Per sollecitare la riflessione e il dibattito pubblichiamo, traendolo da “Tuttoscuola” di febbraio, un fermo intervento di Luciano Corradini, presidente dell’Uciim (Unione Cattolica Italiana degli Insegnanti Medi) e già sottosegretario alla Pubblica Istruzione. Riproponiamo inoltre un documento (già pubblicato a dicembre sul sito Gilda del Triveneto), firmato da trenta docenti del Liceo Fermi di Padova.

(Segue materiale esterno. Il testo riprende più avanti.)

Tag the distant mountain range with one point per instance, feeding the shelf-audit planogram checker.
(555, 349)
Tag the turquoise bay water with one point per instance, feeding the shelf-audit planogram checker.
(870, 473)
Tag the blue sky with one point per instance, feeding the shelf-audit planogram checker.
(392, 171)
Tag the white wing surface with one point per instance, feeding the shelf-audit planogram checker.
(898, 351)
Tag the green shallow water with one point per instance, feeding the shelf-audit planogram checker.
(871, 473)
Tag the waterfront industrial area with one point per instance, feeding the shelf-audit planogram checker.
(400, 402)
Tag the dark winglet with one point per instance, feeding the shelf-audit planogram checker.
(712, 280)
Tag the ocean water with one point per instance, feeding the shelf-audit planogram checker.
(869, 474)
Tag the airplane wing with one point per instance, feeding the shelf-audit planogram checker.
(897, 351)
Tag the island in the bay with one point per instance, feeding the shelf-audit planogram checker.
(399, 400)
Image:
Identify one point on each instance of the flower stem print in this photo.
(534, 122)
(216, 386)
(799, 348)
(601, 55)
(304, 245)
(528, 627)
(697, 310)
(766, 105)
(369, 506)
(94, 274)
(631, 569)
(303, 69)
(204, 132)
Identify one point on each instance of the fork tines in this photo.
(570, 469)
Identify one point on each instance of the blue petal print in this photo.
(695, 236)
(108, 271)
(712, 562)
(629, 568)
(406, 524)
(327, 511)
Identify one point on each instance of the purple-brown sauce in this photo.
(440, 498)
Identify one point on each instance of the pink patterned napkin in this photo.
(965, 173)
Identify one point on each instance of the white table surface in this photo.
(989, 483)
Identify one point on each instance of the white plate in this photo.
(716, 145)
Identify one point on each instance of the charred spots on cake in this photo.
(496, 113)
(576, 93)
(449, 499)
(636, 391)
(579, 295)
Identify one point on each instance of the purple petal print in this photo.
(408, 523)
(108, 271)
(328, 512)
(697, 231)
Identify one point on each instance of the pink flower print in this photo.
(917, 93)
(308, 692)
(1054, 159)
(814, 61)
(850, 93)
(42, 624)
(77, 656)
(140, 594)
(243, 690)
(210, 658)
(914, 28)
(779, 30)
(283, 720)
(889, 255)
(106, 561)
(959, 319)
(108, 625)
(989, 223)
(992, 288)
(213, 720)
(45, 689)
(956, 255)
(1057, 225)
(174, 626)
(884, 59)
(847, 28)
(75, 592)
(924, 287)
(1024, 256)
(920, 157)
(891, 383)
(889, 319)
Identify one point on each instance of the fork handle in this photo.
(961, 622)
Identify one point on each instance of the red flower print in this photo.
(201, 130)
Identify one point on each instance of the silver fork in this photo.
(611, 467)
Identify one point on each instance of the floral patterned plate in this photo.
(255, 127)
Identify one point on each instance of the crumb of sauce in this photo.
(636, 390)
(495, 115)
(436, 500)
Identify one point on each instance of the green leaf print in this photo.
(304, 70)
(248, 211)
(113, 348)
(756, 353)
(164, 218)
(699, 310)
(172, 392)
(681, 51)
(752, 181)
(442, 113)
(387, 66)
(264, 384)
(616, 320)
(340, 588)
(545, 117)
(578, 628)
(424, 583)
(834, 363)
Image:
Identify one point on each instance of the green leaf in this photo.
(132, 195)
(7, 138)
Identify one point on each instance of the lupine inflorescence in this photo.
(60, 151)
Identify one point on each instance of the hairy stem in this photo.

 (a cura di Giorgio Ragazzini)

OCCUPAZIONI: ORA BASTA

di  Luciano Corradini

Se intervengo sull’argomento delle occupazioni/autogestioni è perché ho l’impressione che l’opinione pubblica e soprattutto le figure responsabili della società civile e politica, prese da altre difficoltà e da altre emergenze, si siano rassegnate ad alzare le mani di fronte a queste manifestazioni, che appaiono come fastidiose influenze stagionali, che non richiedono neppure gli antibiotici, perché passano da sole. Non sono d’accordo con queste diagnosi minimaliste. Intanto comincerei a chiamare le cose col loro nome. Si tratta di atti illegittimi di interruzione di pubblico servizio. Questo linguaggio giuridico non è stato ben compreso neanche da uomini di legge e da tutori dell’ordine, che talora si accontentano che la segreteria sia accessibile dall’esterno e che gli occupanti siano studenti, per dire che tutto va bene, o quasi.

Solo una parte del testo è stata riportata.